Importance of Type I and III Interferons at Respiratory and Intestinal Barrier Surfaces.

Interferons (IFNs) constitute the first line of defense against microbial infections particularly against viruses. They provide antiviral properties to cells by inducing the expression of hundreds of genes known as interferon-stimulated genes (ISGs). The two most important IFNs that can be produced by virtually all cells in the body during intrinsic innate immune response belong to two distinct families: the type I and type III IFNs. The type I IFN receptor is ubiquitously expressed whereas the type III IFN receptor's expression is limited to epithelial cells and a subset of immune cells. While originally considered to be redundant, type III IFNs have now been shown to play a unique role in protecting mucosal surfaces against pathogen challenges. The mucosal specific functions of type III IFN do not solely rely on the restricted epithelial expression of its receptor but also on the distinct means by which type III IFN mediates its anti-pathogen functions compared to the type I IFN. In this review we first provide a general overview on IFNs and present the similarities and differences in the signal transduction pathways leading to the expression of either type I or type III IFNs. By highlighting the current state-of-knowledge of the two archetypical mucosal surfaces (e.g. the respiratory and intestinal epitheliums), we present the differences in the signaling cascades used by type I and type III IFNs to uniquely induce the expression of ISGs. We then discuss in detail the role of each IFN in controlling pathogen infections in intestinal and respiratory epithelial cells. Finally, we provide our perspective on novel concepts in the field of IFN (stochasticity, response heterogeneity, cellular polarization/differentiation and tissue microenvironment) that we believe have implications in driving the differences between type I and III IFNs and could explain the preferences for type III IFNs at mucosal surfaces.
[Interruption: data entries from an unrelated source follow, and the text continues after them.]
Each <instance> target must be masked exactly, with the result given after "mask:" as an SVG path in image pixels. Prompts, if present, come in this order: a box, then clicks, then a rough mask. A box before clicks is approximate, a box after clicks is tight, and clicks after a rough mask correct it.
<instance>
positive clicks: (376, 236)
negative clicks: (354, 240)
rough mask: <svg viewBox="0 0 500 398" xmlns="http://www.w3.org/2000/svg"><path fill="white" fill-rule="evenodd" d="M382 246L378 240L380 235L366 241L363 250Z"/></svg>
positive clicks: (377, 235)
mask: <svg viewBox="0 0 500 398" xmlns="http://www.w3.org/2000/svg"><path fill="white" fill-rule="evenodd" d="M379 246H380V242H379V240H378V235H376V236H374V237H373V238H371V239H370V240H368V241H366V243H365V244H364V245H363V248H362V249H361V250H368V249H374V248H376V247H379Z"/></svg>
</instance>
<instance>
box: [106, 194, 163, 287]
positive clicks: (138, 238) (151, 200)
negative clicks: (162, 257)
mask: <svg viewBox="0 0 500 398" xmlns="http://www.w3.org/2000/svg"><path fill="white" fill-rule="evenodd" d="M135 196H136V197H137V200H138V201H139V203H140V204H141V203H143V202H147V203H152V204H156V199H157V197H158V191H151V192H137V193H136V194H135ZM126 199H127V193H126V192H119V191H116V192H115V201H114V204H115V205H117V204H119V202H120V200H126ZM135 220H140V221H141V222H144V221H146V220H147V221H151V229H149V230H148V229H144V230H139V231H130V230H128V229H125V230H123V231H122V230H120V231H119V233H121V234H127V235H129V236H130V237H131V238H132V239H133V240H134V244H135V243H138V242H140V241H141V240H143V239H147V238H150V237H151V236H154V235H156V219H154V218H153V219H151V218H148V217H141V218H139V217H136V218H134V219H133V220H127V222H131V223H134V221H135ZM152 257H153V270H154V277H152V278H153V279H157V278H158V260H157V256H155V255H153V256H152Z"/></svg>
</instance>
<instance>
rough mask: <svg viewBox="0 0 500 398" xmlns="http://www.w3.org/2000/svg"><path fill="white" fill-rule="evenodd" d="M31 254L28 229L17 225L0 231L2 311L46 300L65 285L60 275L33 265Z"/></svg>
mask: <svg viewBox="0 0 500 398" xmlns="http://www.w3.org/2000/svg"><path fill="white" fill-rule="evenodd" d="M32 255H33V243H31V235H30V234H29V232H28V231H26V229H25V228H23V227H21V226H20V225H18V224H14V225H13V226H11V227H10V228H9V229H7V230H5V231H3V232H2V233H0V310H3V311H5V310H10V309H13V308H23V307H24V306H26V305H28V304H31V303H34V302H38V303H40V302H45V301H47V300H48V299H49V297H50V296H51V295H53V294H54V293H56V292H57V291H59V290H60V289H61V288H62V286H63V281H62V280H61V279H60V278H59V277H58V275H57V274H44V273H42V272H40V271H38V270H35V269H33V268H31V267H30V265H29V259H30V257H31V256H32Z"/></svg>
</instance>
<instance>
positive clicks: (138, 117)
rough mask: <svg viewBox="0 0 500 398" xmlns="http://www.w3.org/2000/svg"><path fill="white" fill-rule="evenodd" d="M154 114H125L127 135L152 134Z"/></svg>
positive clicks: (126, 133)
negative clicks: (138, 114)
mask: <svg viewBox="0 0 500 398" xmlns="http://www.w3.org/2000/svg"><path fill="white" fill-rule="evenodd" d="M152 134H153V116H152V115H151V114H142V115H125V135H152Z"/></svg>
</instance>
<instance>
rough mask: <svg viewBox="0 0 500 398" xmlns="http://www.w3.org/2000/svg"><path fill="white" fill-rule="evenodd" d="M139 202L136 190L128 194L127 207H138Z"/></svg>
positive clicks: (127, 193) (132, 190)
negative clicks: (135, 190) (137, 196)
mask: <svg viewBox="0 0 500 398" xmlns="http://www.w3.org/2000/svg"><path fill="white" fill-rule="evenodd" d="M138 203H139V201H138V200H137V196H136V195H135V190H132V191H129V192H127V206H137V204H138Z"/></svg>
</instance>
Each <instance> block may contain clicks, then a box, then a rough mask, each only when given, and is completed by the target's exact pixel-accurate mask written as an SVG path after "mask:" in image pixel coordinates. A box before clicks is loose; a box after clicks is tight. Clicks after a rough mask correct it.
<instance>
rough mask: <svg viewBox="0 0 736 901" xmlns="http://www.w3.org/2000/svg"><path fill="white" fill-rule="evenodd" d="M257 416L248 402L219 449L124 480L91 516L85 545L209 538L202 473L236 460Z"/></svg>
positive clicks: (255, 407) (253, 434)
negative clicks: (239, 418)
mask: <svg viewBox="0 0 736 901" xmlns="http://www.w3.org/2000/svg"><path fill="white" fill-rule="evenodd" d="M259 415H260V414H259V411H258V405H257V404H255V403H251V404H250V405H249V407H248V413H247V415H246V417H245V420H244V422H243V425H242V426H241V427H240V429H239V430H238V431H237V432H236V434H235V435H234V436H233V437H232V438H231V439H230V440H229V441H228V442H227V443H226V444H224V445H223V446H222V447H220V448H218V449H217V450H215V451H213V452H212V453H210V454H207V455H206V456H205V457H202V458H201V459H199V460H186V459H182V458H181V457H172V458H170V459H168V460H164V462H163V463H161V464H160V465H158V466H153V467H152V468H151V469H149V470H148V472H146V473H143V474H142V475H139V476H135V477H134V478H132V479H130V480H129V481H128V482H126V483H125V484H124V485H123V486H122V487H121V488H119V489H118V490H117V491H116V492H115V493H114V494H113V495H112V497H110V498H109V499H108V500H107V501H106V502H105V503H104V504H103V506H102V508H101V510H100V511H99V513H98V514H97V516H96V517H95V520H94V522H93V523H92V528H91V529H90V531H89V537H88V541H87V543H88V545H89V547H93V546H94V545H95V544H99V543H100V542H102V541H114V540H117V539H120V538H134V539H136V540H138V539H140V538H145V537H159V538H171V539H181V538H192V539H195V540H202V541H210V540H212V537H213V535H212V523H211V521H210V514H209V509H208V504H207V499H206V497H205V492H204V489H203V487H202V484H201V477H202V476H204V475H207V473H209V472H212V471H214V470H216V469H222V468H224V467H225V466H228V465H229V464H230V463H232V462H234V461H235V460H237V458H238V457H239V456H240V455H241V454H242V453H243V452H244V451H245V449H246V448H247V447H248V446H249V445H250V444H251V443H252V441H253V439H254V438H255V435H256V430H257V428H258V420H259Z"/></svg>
Type-Specific Crosstalk Modulates Interferon Signaling in Intestinal Epithelial Cells.

Intestinal epithelial cells (IECs) are the primary target of enteric viruses. Their infection by viruses leads to the upregulation of both type I and type III interferons (IFNs). These IFNs then act in an autocrine and paracrine manner to protect IECs from viral propagation. To date, whether both IFNs use similar signaling pathways and whether these 2 cytokines can act synergistically to protect against viral infection remain unclear. Using human IECs depleted of either the type I or type III IFN receptor, we found that both signal transduction pathways are interconnected and influence each other at the level of interferon-stimulated gene (ISG) expression and efficiency of antiviral protection. Precisely, in human IECs, the presence of a functional type III IFN receptor negatively regulates type I IFN signaling and activity, whereas the presence of type I IFN receptor positively reinforces type III IFN signaling and function. We propose that this complex crosstalk allows for a preferential type III IFN-mediated protection of human intestinal cells.